The East Bronx’s skaters could soon have a new place to roll.
An Allerton local is ramping up local support for his idea to replace an “outdated” neighborhood skate park with an improved facility designed by a skate park sultan.
“It’s a park right now that’s stuck in the Stone Age,” said Ron Cicatelli as he pitched his idea to Community Board 11’s Parks Committee on Wednesday, Mar. 5.
Skate sensei on board
Cicatelli, a 33-year-old former staffer for Sen. Jeff Klein, said he’d replace the current city-owned skate park at Bronx Park East and Britton Street with a design from Steve Rodriguez, dubbed in the skating world as “Mayor of NYC Skate Parks,” thanks to his penchant for renovating dilapidated skate facilities throughout the city. Rodriguez’s parks often bypass city bureaucracy by finding private sponsors.
Among Rodriguez’s works are a skate park in the Lower East Side funded by a grant from NIKE, and another on River Avenue in the South Bronx, which was funded by the city as part of the $135 million spent to rebuild parkland taken by the new Yankee Stadium.
Attracting local kids
Rodriguez would spruce up the existing Allerton skate park to make it a skating destination, said Cicatelli. Like the skate sensei’s other popular parks, the proposed Allerton Avenue skate park would restructure the ramps and rails to allow for more freedom of movement.
“You could really make the area a place that welcomes adolescent activity,” Cicatelli said.

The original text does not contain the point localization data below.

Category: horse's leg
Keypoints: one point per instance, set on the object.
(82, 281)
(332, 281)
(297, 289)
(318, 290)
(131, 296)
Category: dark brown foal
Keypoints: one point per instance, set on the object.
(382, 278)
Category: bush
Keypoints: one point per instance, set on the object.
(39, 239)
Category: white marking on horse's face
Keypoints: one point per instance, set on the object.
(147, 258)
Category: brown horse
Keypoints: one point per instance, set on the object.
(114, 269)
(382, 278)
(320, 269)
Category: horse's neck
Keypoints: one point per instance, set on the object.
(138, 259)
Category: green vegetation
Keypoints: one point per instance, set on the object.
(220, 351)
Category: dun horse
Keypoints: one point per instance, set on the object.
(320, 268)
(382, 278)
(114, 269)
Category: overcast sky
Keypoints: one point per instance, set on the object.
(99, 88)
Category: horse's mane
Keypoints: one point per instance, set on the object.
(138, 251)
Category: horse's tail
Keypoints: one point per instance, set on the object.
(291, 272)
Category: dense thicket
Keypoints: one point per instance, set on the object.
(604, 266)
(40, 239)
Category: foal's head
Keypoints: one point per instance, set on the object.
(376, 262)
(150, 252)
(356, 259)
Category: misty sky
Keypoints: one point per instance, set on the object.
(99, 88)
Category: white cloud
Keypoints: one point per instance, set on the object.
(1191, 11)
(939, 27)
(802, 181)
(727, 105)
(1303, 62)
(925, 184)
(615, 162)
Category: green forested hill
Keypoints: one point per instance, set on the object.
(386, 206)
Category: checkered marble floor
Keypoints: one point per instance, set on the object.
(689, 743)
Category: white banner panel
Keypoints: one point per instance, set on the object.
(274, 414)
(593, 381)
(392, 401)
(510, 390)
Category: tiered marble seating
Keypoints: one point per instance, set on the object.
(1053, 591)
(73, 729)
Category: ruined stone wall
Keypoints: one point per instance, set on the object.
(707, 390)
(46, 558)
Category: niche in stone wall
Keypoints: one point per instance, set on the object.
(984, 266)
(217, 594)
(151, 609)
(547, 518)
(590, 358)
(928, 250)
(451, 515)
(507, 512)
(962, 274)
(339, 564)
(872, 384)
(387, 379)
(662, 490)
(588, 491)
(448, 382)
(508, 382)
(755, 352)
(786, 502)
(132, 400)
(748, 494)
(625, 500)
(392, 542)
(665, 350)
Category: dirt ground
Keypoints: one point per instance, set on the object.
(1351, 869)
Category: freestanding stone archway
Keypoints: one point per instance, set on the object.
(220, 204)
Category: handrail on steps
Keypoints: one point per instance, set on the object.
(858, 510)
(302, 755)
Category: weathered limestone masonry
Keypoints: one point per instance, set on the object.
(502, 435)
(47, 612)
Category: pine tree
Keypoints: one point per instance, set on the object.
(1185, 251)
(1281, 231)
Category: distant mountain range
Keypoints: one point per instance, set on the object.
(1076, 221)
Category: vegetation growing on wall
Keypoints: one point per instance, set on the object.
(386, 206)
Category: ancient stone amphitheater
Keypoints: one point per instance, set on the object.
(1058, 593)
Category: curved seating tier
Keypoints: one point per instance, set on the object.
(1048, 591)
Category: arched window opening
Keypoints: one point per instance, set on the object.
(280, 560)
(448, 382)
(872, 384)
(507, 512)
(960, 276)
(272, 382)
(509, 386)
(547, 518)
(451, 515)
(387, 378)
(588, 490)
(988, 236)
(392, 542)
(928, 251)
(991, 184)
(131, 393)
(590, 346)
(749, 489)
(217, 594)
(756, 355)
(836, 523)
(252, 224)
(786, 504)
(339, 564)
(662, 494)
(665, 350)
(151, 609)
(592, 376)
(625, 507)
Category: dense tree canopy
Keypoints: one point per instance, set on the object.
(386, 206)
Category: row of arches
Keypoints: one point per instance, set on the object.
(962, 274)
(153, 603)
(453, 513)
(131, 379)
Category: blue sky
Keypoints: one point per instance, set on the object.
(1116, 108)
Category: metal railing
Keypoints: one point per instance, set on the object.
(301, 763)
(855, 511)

His idea skated through the community board’s parks committee, which gave it their stamp of approval. Locals have long listed adding youth activity space as a top priority. Neighborhood skaters are known to take to the streets instead of using the existing skate park.
“The kids around here just make their own skate parks,” said Andrea Siegel, who said she’s seen skaters trying out their moves on the steps and railings around Jacobi Hospital.
“A lot of kids are out in the middle of the street, sometimes I hold my breath when I see them,” said local Edith Blitzer of young skaters zigzagging through Lydig Avenue.
Boom for local biz?
Adding a new skate park would draw people to the Allerton Avenue strip, meaning a boon for local businesses, said Gene deFrancis, who runs a coalition of shops on the avenue.
Cicatelli said private funds are already in line for the project, but would not specify where the money was coming from.
Any redevelopment of the site would need to be approved by the city Department of Parks and Recreation, since the park is on city-owned land.